A recent vote by California legislators to bump the state’s minimum wage from $8 to $10 an hour by 2016 has left many questions about how the new law will affect state, local and UCLA job markets.
Gov. Jerry Brown signed Assembly Bill 10 on Wednesday, increasing the state’s minimum wage from the current $8 to $9 by 2014, then to $10 by 2016. Once the raise is completed, California will have the highest minimum wage in the country.
UCLA officials said they are not yet sure how the change will affect minimum-wage jobs on campus.
More than 2,000 on-campus workers currently earn less than $10 an hour, said UCLA spokesman Tod Tamberg in an emailed statement.
Many of UCLA’s on-campus employers do not anticipate student workers will face significant change.
UCLA Dining Services and Housing Services believe their student worker hiring practices will not be affected, Tamberg said.
Work-study students, who typically earn about $10.30 an hour or higher, will not be impacted, said Ronald Johnson, director of the Financial Aid Office.
Bob Williams, the executive director of Associated Students UCLA, which runs most on-campus restaurants and stores, said in an interview that it is too early to tell what the impact of the wage increase will be. He added that ASUCLA will try to hire and retain as many students as possible.
At an ASUCLA Board of Directors meeting on Friday, Williams said the wage increase could contribute to “a challenging year.” ASUCLA employs more than 1,500 students. Williams said entry-level pay for ASUCLA jobs ranges from $8.75 to $12.00.
Beyond campus lines, the issue has created a debate about what the side effects of the increase will be.

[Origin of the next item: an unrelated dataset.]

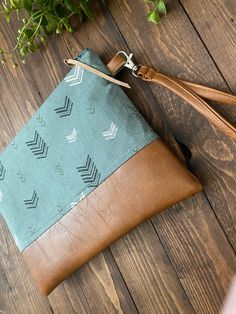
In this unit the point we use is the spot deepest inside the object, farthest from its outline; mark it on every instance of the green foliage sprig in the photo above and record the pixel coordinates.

Among experts, there is disagreement on whether the move will have a positive or negative impact.
Chris Tilly, an urban planning professor at the UCLA Luskin School of Public Affairs, said the new minimum wage will give the working poor more money, increasing their living standards.
Tilly said he thinks minimum-wage workers are more likely to spend disposable income at retail establishments, which could potentially increase retail profits and stimulate the economy.
But according to economics professor Lee Ohanian, an increased minimum wage will create more competition over fewer jobs and shorter hours.
“If the price of labor (for the least-skilled worker) goes up, there will be less demand for these jobs,” Ohanian said.
Ohanian said he thinks increased access to education and government subsidies to employers for hiring low-skilled workers would help minimum-wage workers more than increasing the minimum wage.
Other experts, however, have said that while the increased minimum wage is a step in the right direction, more needs to be done.
“An increase in the (state) minimum wage was long past overdue,” said Katherine Stone, a professor at the UCLA School of Law. “Even though California took a bold step … it is lower than what others would calculate to be a living wage.”
A single adult living in Los Angeles County needs to earn $11.37 to pay for basic necessities like housing and food, according to the Massachusetts Institute of Technology’s Living Wage Calculator.
Stone said she thinks the new law should have included measures that automatically increase the minimum wage to match rises in inflation and living costs.
“You wouldn’t have a political fight every time it would go up,” Stone said.
Patty Gonzalez, a third-year undeclared student, said she would notice a tangible difference from the change. Gonzalez has worked as an ASUCLA cashier and restocker for almost a year and worked full time this summer. She said she currently earns $8.75 an hour.
Gonzalez said that she took the job to help her mother pay the family’s rent. Gonzalez’s mother, who lives in South Central Los Angeles, earns a living by babysitting and catering for parties. Gonzalez said jobs are hard to come by in the South Central area and it can take two to three months to find one.
“If I got paid $10, I would be able to pay off [my portion of] rent all on my own,” Gonzalez said.